Icon Variables (In Classes)

Variables are declared in a class just like they are declared in a unit or function/procedure. Please see the Variable Declarations topic for more information.

Information As a code convention, variable declarations in classes are normally prefaced with an "F" to distinguish them from other variables and properties. The "F" stands for "Field", but this manual will refer to them as variables and not "fields".

If you don't set a default expression for a variable declaration in a class declaration, then the variable will be automatically initialized to the appropriate value for the type when an instance of the class is created:

TypeInitial Value
String''
Char#0
Integer
Double
0
Enumerated TypeLowest Member Value
BooleanFalse
DateTime0
Object
Array
Method
nil

Class Variables
Class variables are special types of variables that are sometimes referred to as "static" variables. They can be referenced from class instances and also directly from class references where no instance of the class exist, and are useful for storing data that doesn't change between instances of a class. Class variables can only be modified by class methods or class properties. Please see the Methods and Properties topics for more information on class methods and properties.

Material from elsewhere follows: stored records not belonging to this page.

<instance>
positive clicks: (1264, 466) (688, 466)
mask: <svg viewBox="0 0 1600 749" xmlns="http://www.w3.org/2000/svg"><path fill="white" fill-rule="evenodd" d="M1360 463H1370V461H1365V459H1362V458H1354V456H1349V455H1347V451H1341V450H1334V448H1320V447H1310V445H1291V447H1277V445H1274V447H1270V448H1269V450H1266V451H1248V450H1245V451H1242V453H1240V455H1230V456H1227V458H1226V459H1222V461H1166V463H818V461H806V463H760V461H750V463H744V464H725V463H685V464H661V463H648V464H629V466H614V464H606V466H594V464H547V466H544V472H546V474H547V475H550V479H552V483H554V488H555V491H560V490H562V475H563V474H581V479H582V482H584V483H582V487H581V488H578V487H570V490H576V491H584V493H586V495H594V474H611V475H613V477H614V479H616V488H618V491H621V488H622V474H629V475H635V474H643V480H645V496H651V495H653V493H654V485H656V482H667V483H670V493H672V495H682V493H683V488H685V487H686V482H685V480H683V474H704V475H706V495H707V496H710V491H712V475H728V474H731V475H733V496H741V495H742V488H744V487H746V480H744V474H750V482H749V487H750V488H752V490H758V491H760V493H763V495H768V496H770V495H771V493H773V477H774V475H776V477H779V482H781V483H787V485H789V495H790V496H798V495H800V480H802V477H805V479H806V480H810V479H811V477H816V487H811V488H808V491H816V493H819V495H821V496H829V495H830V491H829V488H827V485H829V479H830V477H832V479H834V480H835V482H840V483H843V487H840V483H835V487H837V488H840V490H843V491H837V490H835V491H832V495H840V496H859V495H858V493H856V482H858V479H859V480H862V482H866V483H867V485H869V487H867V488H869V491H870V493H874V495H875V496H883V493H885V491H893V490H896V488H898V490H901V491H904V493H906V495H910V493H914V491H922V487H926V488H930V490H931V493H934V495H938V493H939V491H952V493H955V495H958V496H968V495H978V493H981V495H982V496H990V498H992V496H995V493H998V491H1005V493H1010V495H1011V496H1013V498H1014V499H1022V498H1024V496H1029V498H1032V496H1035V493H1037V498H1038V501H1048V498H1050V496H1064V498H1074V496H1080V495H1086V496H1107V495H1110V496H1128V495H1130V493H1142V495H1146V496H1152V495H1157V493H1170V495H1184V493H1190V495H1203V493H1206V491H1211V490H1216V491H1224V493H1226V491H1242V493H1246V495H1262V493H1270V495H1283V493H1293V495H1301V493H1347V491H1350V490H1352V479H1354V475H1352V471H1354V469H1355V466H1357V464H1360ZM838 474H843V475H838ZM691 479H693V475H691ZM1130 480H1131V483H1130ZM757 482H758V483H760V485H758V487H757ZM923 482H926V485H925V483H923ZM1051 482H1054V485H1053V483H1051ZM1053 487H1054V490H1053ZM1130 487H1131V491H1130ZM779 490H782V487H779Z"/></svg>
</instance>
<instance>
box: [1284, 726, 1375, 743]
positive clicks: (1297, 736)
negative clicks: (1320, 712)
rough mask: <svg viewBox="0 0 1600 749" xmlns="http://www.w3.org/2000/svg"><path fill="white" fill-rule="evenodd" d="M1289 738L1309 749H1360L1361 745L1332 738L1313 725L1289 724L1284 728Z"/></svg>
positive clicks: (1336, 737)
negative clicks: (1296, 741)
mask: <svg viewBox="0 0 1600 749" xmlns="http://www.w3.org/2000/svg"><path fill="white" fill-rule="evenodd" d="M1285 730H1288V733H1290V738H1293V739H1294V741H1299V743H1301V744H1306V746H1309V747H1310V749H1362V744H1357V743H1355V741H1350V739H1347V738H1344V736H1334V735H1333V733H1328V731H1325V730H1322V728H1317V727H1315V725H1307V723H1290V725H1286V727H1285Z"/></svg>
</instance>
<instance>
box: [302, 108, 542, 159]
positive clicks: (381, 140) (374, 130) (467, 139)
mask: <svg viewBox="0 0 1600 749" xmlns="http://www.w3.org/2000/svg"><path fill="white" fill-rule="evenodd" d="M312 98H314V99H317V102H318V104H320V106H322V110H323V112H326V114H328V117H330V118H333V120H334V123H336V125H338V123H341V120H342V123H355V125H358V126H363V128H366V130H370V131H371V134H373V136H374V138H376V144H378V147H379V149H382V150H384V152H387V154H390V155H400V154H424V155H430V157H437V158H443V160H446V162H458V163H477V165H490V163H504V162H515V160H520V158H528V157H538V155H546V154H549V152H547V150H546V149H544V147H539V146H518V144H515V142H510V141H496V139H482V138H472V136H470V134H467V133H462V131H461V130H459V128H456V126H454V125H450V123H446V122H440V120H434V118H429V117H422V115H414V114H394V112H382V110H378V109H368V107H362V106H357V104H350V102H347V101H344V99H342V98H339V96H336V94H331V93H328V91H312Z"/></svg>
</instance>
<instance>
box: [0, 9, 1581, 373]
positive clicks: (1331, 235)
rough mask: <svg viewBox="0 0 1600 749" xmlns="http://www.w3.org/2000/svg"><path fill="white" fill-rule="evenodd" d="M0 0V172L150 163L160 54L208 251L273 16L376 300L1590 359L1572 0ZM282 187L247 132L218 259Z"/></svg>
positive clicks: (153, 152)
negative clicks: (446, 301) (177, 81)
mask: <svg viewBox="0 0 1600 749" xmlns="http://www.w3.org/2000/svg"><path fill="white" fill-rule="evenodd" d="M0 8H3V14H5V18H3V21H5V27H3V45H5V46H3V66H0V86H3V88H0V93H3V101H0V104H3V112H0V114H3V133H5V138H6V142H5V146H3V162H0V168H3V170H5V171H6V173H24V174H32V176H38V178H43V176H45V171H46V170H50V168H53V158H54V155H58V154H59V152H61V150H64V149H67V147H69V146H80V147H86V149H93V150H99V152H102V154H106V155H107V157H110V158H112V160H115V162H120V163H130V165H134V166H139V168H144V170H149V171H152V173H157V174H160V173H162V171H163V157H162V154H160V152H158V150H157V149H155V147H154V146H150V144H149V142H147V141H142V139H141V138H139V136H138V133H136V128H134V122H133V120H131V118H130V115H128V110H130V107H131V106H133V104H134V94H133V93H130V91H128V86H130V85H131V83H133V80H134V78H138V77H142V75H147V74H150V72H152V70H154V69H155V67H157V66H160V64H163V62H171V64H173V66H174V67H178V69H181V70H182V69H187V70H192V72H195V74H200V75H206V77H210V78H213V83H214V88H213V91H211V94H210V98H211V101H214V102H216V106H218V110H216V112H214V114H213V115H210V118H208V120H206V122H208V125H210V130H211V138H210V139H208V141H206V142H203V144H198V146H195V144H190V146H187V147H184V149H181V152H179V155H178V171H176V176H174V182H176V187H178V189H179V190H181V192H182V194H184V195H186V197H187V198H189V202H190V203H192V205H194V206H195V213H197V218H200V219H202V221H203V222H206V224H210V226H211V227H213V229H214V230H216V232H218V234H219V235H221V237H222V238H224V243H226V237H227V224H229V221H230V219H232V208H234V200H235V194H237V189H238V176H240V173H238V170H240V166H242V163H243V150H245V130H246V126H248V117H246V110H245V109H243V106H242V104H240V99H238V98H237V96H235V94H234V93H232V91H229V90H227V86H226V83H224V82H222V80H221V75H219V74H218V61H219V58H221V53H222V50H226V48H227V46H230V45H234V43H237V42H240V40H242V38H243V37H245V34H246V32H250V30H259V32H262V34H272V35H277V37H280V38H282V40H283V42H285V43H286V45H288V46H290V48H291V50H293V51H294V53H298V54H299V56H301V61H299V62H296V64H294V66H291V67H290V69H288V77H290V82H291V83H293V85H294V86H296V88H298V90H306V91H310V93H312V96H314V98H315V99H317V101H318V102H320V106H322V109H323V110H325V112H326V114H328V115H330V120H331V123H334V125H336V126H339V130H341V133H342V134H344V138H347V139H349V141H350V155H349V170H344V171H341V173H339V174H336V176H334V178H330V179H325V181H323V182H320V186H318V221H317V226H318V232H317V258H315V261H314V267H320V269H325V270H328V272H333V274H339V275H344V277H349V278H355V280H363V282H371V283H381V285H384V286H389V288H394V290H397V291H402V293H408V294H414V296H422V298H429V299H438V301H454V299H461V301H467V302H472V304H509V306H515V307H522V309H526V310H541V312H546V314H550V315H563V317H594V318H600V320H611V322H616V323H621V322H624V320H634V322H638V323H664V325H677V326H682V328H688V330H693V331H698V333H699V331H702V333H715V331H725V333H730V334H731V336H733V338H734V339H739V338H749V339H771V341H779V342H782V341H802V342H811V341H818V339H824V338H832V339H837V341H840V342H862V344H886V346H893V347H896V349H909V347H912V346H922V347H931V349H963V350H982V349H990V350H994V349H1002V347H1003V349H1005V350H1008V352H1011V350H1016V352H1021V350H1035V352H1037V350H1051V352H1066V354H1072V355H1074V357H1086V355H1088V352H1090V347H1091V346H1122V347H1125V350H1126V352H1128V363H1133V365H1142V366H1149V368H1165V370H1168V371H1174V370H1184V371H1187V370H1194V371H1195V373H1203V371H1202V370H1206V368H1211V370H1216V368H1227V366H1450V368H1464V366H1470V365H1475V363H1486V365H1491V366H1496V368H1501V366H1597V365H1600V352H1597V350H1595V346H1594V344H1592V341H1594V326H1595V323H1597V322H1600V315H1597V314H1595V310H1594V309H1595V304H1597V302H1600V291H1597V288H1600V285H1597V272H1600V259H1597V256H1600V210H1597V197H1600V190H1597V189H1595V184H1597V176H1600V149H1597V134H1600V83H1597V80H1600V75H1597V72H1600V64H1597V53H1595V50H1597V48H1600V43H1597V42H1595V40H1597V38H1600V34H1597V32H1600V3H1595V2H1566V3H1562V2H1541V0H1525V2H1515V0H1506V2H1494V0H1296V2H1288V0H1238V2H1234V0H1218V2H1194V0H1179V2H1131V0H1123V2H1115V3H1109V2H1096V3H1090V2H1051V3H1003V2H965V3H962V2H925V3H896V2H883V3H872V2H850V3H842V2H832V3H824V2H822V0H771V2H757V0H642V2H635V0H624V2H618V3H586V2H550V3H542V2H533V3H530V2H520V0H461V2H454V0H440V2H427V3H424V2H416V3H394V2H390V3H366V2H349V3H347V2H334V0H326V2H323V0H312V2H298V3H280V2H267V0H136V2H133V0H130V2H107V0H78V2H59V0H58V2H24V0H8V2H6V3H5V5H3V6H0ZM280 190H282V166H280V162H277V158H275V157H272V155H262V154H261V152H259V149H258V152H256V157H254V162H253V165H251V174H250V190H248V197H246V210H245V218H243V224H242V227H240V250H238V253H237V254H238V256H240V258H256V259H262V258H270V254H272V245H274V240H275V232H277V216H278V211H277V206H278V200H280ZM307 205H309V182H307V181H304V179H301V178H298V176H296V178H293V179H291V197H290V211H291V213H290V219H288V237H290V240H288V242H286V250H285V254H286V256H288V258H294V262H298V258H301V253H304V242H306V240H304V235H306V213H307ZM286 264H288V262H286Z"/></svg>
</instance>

Class variables are declared by prefacing a variable declaration with the class keyword. For example, the following class declaration includes a class variable that keeps track of how many instances of the class have been created:

TMyClass = class
   private
      class FCreateCount: Integer;
   public
      constructor Create; override;
      class property CreateCount: Integer read FCreateCount;
   end;

implementation

constructor TMyClass.Create;
begin
   inherited Create;
   Inc(FCreateCount);
end;

The CreateCount class property above, and subsequently the FCreateCount class variable, could be accessed in two different ways. The first way is by referring to the CreateCount class property for an instance of the TMyClass class:

procedure ShowCreateCount;
var
   TempInstance: TMyClass;
begin
   TempInstance:=TMyClass.Create;
   try
      window.alert(IntToStr(TempInstance.CreateCount));  // window class is in WebDOM unit
   finally
      TempInstance.Free;
   end;
end;

The second way is by using a direct class reference:

procedure ShowCreateCount;
begin
   window.alert(IntToStr(TMyClass.CreateCount));
end;

The second way is easiest when you don't have an instance of the class available.

One of the most significant benefits of class variables is that only one instance of each class variable ever exists, thus saving memory. They are also very useful for implementing singleton instances of classes and implementing namespaces for code that otherwise would use normal functions and procedures declared outside of a class.